// En faisant du ménage dans de vieilles notes/fichiers/etc…
// Une partie d’une ITW de Mark Fisher de 2015.
“[…] There is this frenzied activity of promotion and of self-promotion— and Baudrillard was really a prophet of this— which I think is a final and decadent stage of capitalism and so I titled a chapter in Capitalist Realism, “All that’s solid melts into PR.”
I really liked that title…
Of course it’s a play on Marx and Engels but this seems to me what’s happening with the social media obsession and it’s something Baudrillard would have anticipated. If you listen to the radio or watch TV now, it seems they are endlessly promoting Twitter feeds rather than the other way around. Wasn’t the point of the social media feed to promote the radio or TV show? It’s sheer promotion for its own sake now and everything gets sucked into this vortex without any possible end. I use the word “frenzied” because it’s producing this constant sense of overwhelming urgency that there is no time to settle on anything— “there’s no time to read this book properly, there’s no time for me to listen to this record. Maybe I’ll be able to snatch a few fragments of it.

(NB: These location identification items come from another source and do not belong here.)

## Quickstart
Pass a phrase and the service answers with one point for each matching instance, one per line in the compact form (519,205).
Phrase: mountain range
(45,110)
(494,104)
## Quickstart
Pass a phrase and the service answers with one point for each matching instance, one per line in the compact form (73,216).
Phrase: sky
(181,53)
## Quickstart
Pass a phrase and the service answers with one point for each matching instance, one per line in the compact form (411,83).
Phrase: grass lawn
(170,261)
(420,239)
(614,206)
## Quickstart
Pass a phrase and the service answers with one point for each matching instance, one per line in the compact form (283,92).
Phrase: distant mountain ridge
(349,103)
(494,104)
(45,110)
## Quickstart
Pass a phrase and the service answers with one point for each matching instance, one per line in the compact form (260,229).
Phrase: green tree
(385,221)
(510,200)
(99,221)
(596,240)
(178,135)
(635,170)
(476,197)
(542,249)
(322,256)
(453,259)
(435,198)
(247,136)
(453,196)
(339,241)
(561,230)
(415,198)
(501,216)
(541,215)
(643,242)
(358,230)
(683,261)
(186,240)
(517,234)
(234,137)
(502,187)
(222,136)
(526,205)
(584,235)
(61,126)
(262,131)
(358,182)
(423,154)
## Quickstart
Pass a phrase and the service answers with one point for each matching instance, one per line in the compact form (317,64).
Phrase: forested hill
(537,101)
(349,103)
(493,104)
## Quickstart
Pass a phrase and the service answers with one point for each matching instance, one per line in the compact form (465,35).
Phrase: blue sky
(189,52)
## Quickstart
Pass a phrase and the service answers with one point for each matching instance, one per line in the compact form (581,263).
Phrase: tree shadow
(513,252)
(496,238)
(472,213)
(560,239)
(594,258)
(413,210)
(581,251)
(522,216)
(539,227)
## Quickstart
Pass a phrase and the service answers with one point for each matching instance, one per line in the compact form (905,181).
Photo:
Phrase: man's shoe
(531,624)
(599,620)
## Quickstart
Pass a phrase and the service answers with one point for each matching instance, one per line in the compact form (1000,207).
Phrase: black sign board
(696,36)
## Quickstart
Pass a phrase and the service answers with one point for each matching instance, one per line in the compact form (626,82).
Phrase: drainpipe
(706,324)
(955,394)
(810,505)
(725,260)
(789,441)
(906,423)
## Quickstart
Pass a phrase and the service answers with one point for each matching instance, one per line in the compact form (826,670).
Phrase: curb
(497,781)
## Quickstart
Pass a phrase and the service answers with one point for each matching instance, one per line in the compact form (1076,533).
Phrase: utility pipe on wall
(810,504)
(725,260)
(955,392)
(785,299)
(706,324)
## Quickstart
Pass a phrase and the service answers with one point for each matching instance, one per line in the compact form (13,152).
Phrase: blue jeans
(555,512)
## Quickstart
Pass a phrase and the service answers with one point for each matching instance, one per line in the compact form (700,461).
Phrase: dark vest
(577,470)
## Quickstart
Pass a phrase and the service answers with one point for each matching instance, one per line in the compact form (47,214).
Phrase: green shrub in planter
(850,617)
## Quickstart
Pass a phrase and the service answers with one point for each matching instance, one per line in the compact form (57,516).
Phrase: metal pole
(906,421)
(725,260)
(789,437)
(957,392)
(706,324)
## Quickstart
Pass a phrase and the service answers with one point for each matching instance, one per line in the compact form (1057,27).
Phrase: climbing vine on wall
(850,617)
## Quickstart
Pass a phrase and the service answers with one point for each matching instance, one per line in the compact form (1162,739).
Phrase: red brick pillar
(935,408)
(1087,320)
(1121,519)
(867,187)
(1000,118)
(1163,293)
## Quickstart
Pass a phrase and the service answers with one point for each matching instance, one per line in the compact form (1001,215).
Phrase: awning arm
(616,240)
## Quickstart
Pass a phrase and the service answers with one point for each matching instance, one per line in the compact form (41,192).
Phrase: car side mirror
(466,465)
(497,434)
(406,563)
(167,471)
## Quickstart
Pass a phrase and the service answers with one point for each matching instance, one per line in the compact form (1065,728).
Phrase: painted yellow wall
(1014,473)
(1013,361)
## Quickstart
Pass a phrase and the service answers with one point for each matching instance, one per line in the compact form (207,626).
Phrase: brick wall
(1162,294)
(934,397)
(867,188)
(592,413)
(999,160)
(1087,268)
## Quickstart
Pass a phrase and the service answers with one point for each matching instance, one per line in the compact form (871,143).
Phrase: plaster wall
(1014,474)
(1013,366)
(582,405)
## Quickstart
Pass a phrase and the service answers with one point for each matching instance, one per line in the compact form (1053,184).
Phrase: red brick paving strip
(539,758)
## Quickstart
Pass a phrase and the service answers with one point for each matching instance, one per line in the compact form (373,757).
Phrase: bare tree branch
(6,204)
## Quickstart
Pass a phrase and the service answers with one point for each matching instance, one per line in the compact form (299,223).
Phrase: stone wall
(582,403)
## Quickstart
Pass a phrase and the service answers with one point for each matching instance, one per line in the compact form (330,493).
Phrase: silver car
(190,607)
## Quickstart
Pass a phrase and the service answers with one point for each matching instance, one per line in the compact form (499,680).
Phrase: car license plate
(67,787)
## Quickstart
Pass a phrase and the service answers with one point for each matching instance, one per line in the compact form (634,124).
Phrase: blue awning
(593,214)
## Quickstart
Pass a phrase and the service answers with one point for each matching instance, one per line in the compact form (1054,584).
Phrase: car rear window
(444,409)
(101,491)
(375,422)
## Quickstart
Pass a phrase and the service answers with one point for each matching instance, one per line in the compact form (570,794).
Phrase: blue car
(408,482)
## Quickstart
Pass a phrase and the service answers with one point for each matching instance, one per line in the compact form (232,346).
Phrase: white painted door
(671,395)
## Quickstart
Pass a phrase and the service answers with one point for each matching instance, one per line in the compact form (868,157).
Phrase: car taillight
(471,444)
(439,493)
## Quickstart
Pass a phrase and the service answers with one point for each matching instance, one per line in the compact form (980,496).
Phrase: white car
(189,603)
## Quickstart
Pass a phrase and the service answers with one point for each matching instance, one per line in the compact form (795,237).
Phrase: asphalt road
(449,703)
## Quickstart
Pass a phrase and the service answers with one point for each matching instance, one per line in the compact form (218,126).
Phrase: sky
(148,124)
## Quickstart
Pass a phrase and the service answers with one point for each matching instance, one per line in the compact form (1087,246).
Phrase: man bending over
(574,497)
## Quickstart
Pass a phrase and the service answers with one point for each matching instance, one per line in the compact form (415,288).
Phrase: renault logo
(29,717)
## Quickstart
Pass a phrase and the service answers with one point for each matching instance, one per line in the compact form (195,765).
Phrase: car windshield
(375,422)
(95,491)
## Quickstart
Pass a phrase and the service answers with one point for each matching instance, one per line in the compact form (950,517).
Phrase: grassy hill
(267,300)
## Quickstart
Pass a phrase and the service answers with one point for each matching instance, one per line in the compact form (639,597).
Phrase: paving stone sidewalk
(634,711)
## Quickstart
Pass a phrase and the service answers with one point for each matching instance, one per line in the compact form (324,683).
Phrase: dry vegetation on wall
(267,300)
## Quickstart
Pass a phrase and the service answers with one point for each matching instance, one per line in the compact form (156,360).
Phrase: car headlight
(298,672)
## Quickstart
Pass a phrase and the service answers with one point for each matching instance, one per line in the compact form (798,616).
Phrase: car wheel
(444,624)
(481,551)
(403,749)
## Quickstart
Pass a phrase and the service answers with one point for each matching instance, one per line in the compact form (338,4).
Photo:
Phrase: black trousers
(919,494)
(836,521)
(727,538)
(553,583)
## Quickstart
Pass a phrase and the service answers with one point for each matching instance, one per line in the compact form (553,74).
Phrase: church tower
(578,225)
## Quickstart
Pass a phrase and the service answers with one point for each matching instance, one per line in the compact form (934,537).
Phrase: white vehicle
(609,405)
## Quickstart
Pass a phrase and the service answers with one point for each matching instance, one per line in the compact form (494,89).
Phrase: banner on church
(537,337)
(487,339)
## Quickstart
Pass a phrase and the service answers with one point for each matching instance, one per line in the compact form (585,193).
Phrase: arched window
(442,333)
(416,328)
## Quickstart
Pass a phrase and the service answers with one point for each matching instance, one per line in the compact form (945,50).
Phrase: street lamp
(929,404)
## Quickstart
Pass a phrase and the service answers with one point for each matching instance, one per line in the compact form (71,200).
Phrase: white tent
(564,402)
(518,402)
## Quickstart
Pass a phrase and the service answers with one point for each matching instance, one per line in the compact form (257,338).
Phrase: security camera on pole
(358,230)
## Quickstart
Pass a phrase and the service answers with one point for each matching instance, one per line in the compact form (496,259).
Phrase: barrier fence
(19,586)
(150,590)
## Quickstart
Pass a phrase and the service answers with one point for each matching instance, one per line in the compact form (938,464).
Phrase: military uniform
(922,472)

What I want is a quick summary because I’m under pressure at all times from multiple platforms and even on those platforms my attention will be dispersed across multiple windows.” And this is not some strange or marginal condition for those straining themselves to the limit but becoming required of practically everybody. And the final deadly element is that this is not just some duty imposed on us by work or our employers but that this requirement has become libidinized as something we will enjoy. So I think along with Baudrillard, Burroughs is also a key prophet of the current moment. We are seeing addiction and compulsion— not the kind of lyrical addictions of heroin but precisely the Baudrillardian kind— addictions to the banal and the boring. I mean, is there anything more boring than being addicted to smartphones?!”